Pinnacle fuels food brands with R&D partnership

The owner of Duncan Hines, Vlasic, Wish-Bone and other food families has founded an R&D pilot plant at Rutgers University to increase productivity, boost its brands, and improve speed to market.

The pilot plant program will focus on brands within Pinnacle Foods’ Duncan Hines Grocery Division. The mission is to increase the company’s R&D capabilities and reinvigorate its brands by working with specialists at the Rutgers Food Innovation Center.

Technical expertise

Thuy-An Wilkins, senior manager of external communications at Pinnacle Foods, told FoodProductionDaily the Pinnacle-Rutgers project will benefit the food company by boosting its technical know-how.

We’ve been on a continuous mission to strengthen our R&D capabilities,” she said. “The pilot plant is one more step in increasing our technical rigor.”

Small-scale development

Steve Gunther, senior vice president  of R&D at Pinnacle, said the program will enable Pinnacle to explore packaging, ingredient, and production ideas not possible at a full-scale manufacturing plant. 

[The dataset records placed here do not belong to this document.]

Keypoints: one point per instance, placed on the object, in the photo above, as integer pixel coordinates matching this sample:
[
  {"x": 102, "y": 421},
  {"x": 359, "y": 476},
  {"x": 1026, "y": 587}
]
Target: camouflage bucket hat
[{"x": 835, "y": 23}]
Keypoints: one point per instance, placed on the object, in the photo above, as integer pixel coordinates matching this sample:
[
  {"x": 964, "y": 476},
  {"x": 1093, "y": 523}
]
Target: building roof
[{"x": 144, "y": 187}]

"We'll be able to execute experimental designs across our brands, studying various ingredient, process and package interactions without impacting our manufacturing facilities,” he said.

The Pinnacle Foods pilot site at the Rutgers Food Innovation Center–North is Pinnacle’s first university-affiliated pilot site. It builds upon the relationship forged last year, via an undergraduate internship.

Mutual benefit

The company reportedly will leverage the expanded partnership with Rutgers by harnessing the University’s technological capabilities, with the opportunity to sponsor specific graduate research work of mutual interest to the food firm and school.

"This is a great opportunity for Rutgers University's Food Innovation Center–North and students,” Peggy Brennan, Rutgers associate vice president of economic development, said. “We are very excited to partner with Pinnacle as it reinvigorates iconic brands."

The pilot plant will boast a roster of food packaging and equipment, mirroring existing production processes at Pinnacle Foods’ Duncan Hines Grocery Division plants; it also will feature facilities for consumer testing.  Pinnacle also will look at process changes outside the plant environment and bring in equipment for testing. 

The plant is a USDA- and FDA-inspected facility that reportedly measures up to Pinnacle's quality, safety, training and standard operating protocols.